Another weirdness: why did Hwang put up another microsite about Demons that's written by an anonymous author "still working in industry" that has clear LLM-writing patterns at basically the same time? https://shigalyovism.com/. Though this one is much less in-depth.
At the bottom of the webpage in an "About the Author" box, we are told "Correspondence may be directed to the editors." This is weird, because we don't know who the editors are. Probably this was something that Claude added and the human author didn't check.
Richard_Kennaway points out:
There are some anomalies in the chapter numbering:
Part IV ends with Chapter 18; Part V begins with Chapter 21... [etc.]
3. This piece could have been written by someone who wasn't an AI insider
If you're immersed in 2025/2026 ~rationalist AI discourse, you would have the information to write Possessed Machines. That is, there's no "inside information" in the piece. There is a lot of "I saw people at the lab do this [thing that I, a non-insider, already thought that people at the lab did]". Leogao has made this same point: "it seems plausible that the piece was written by someone who only has access to public writings."

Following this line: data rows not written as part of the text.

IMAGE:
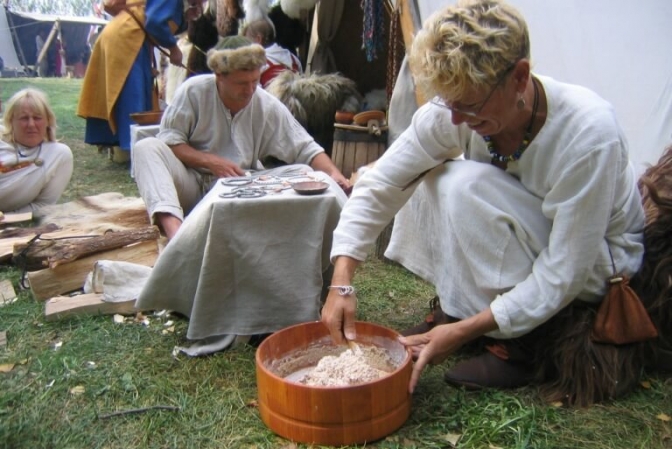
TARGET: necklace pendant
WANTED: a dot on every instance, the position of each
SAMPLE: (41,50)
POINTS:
(499,163)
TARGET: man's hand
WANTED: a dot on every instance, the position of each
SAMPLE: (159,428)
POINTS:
(432,347)
(175,56)
(224,168)
(338,314)
(340,179)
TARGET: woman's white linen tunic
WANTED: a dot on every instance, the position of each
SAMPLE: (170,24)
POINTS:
(576,170)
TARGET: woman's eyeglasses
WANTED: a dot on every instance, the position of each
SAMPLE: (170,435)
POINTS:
(473,111)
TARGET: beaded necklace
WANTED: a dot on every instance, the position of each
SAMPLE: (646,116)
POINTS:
(36,160)
(498,159)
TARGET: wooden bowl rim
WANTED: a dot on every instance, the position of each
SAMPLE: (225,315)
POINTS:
(365,385)
(363,118)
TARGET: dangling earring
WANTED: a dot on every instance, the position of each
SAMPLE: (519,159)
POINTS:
(520,104)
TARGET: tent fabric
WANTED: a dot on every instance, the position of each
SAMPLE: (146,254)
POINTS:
(75,31)
(617,48)
(328,19)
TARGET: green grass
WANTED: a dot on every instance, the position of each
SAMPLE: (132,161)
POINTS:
(129,366)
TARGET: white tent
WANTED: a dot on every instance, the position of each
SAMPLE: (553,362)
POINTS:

I am surprised you didn't mention the fact that the whole thing was paraphrased to preserve anonymity by Opus 4.5. (Which really stood out to me! When I first read it, I assumed it was AI-generated, and I was disconcerted to see such quality of thought coming with such a slopreek to the prose.)
Fair, I should've mentioned this. I speculated about this on Twitter yesterday. I also found the prose somewhat off-putting. Will edit to mention.
It's stated at the bottom of the webpage. After a few paragraphs at the start I was like... "ok surely this is AI generated" and popped it in a few detectors. i happened to scroll to the bottom to see how long the dang thing was and saw the disclaimer. i wish this former lab insider---who surely has money and at least one eloquent friend---could've paid another human being to rewrite it. but alas!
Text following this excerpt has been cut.